Sorry We Missed You a Reminder of Class Bias

Sorry We Missed You (2019)
Directed by Ken Loach
Entertainment One, 100 minutes, Not rated (language)

What does it mean to be an undereducated worker in a society with weak labor unions? Can you trust CEOs, line mangers, and investors to look out for your interests? How come Whole Foods employees called a strike? Why has Amazon replaced Walmart as the symbol of a heartless clutchfist corporation? Why is the working class so angry? Watch Sorry We Missed You and you’ll have your answer. Then be thankful we still have 83-year-old Ken Loach to remind us what fools we are to entrust our well-being to unbridled capitalism.

Perhaps you think being your own boss solves capital/labor conflict. That’s what Ricky Turner (Kris Hitchen) thought. He and his wife Abbie (Debbie Honeywood) were thrown into debt when the 2008 housing market crash stole their dreams.
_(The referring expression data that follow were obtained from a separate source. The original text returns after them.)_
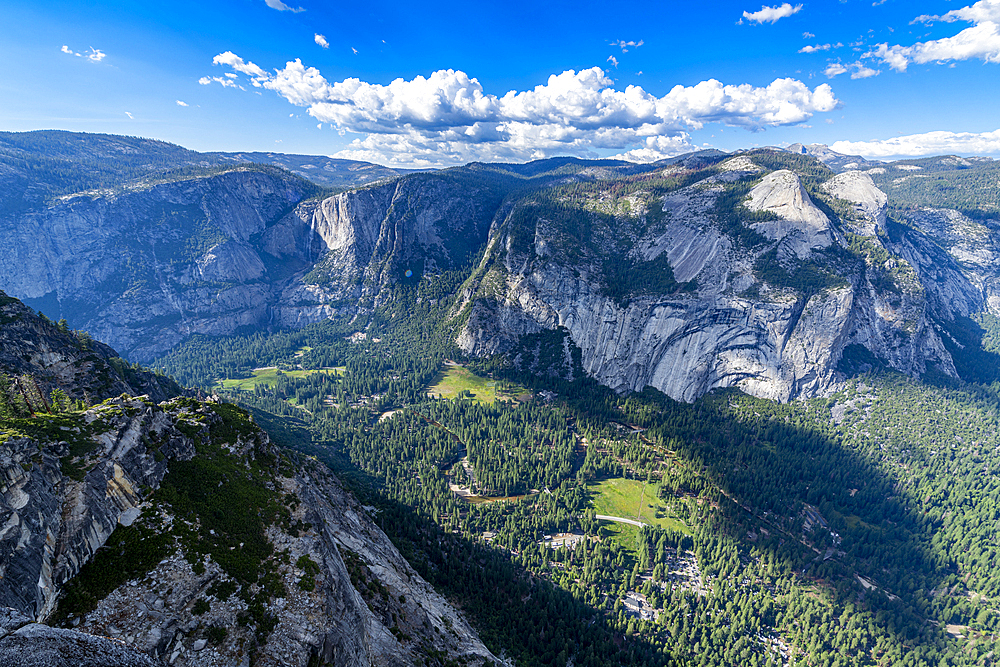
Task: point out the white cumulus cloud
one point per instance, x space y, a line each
771 14
95 55
928 143
980 41
282 7
448 117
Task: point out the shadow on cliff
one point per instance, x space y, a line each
514 612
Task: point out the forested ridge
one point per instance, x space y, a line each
855 529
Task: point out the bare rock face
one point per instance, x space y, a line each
734 329
805 226
37 645
871 203
336 589
53 523
144 267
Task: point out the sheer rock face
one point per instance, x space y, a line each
734 329
82 367
800 222
147 267
870 203
37 645
51 525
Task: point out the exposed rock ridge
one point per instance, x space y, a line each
52 523
734 329
805 226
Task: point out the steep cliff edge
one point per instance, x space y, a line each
179 531
774 288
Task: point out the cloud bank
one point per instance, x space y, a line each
282 7
980 41
771 14
448 118
928 143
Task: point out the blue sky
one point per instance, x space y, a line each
434 84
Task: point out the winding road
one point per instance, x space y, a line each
619 519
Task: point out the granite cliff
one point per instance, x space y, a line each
180 532
756 270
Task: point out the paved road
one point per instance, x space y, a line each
619 519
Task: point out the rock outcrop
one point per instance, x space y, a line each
318 603
114 530
739 327
798 220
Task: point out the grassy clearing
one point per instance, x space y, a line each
622 498
269 377
455 379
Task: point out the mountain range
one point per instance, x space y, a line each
755 270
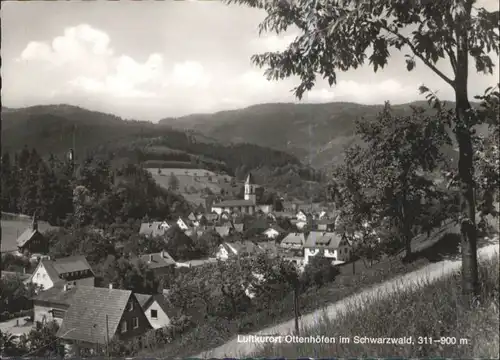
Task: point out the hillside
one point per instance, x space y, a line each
56 128
315 133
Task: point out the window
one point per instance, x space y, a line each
58 314
154 314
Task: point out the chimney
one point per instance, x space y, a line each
34 224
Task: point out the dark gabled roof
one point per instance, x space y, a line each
223 230
55 268
245 246
250 179
69 264
154 228
85 320
239 227
294 238
146 300
326 240
142 299
56 295
157 260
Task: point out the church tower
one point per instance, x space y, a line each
250 189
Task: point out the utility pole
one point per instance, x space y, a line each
107 337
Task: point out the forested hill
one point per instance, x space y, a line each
56 128
315 133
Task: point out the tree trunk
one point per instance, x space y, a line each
463 126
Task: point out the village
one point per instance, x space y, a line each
66 286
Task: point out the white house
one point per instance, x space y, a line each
273 232
74 270
157 309
327 244
302 216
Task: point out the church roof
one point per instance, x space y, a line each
250 179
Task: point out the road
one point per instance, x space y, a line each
431 272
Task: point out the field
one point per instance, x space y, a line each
12 228
193 182
468 332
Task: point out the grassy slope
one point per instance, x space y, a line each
435 310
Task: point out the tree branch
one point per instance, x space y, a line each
419 55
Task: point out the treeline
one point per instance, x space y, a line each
93 192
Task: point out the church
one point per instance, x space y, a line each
246 206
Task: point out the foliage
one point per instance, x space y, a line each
388 183
449 316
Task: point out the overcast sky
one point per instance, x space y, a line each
148 60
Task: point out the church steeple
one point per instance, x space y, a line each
250 189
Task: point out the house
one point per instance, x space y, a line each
293 241
99 316
247 205
270 248
325 224
25 278
303 216
239 228
224 231
327 244
239 248
52 304
274 232
157 309
74 270
186 224
211 217
153 229
32 241
160 263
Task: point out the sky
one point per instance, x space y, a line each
150 60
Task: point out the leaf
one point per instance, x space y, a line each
410 64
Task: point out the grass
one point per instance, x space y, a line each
432 310
197 179
214 332
12 228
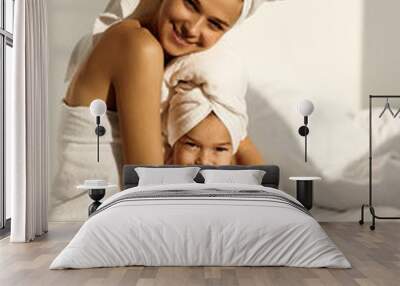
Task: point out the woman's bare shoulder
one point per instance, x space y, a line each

They went from homeowners to down-market renters swimming in an ocean of debt, but they are trying to do their best for their kids, Sebastian (Rhys Stone) and Liza Jane (Katie Proctor) through the hard work politicians tout as salvation. (They also claim to care about people like the Turners, but that’s a campaign gambit. Secretly they loathe pumping the flesh with the working class.) The Turners are spinning their wheels. Abbie is a home healthcare worker who gets paid by the job, not by the hour; Ricky works with his hands.

Who could blame Ricky for wanting to vault off the treadmill? Especially when a delivery firm promises he can be an independent driver who calls his own shots. He likes what he hears from distribution center head Maloney (Ross Brewster): “You don’t work for us, you with us. You’re master of your own destiny…. Like everything around here, it’s your choice.” If anyone ever says those words to you, walk out the door. Do not look back. This is forked-tongue bizspeak that sidesteps attached strings like needing to sell the family car for a down payment on a van, 14-hour days, taking responsibility for finding a replacement driver if you can’t do your runs, or having to juggle within-the-hour deliveries that would strain a track star. Nor is there mention that the warehouse supervisor can impose £100 fines, dun you £1000 if your scanner is lost or damaged, and tell you that you can’t use your van on off hours because it has the company logo on it. Plus there’s your £400 monthly payment for said van. Want time off to pick up your son from the police station because he was nicked for shoplifting? Split child care with your exhausted wife? Need time to heal because you’ve been mugged by hoodlums who smashed your scanner and left you bandaged and bloodied? It will cost you. Need to work fewer hours because you family is falling apart? In Maloney’s words, “That’s not my fucking worry, mate.” 

Loach’s film is set in Newcastle, England, but lest you think none of this happens in the United States, let me remind you of those Whole Foods and Amazon workers. Or the 1997 UPS strike. This is not just a movie; let the credits roll and you’ll see that Loach based the film on interviews conducted with actual delivery van drivers–most of whom withheld their names for fear of reprisal. Sorry We Missed You is Charlie Chaplin’s Modern Times on wheels. In each case, workers are replaceable cogs in machines fueled by greed, not need. It makes us uncomfortable to consider it, but contract and gig workers are akin to immigrant labor; they do the jobs no one else wants.

The Turner family is emblematic of families across the globe blown to bits trying to practice the hard work ethos preached by monied interests from the comfort of their McMansions on the hill. The only break Loach gives viewers is that he subtitles the film for those unaccustomed to Newcastle accents. On the other hand, he does not romanticize the Turners; they are victims, not heroes. The easy out would be to blame them for their own bad choices. Yeah, and were this a criminal case, they’d get off for entrapment. The term “wage slave” has fallen from fashion in our (overly) PC times. Some assert that the word slavery is reserved for race-based chattel bondage. I respectfully disagree; families like the Turners are bound by economic shackles that make them the de facto property of their debt holders.

Perhaps this review doesn’t make you want to see Sorry I Missed You. Don’t turn away. Ken Loach dares remind us that social class is still a thing. You need to understand this, or don’t be surprised if the losers in the class war don’t give a damn about someone else’s oppression or turn to demagogues who at least agree that they’ve been tossed to the bottom of the social heap.

Take you medicine and watch this film. It’s gritty, sad, raw, and real. Like all Ken Loach films, it bleeds. And if you whine the next time a package is late, shame on you.

Rob Weir

Note: This film is still in theaters, which are closed because of the COVID-19 virus. Google to see who one in your area is offering it on pay-for-view. Amherst Cinema is one and you need not be a member to watch it.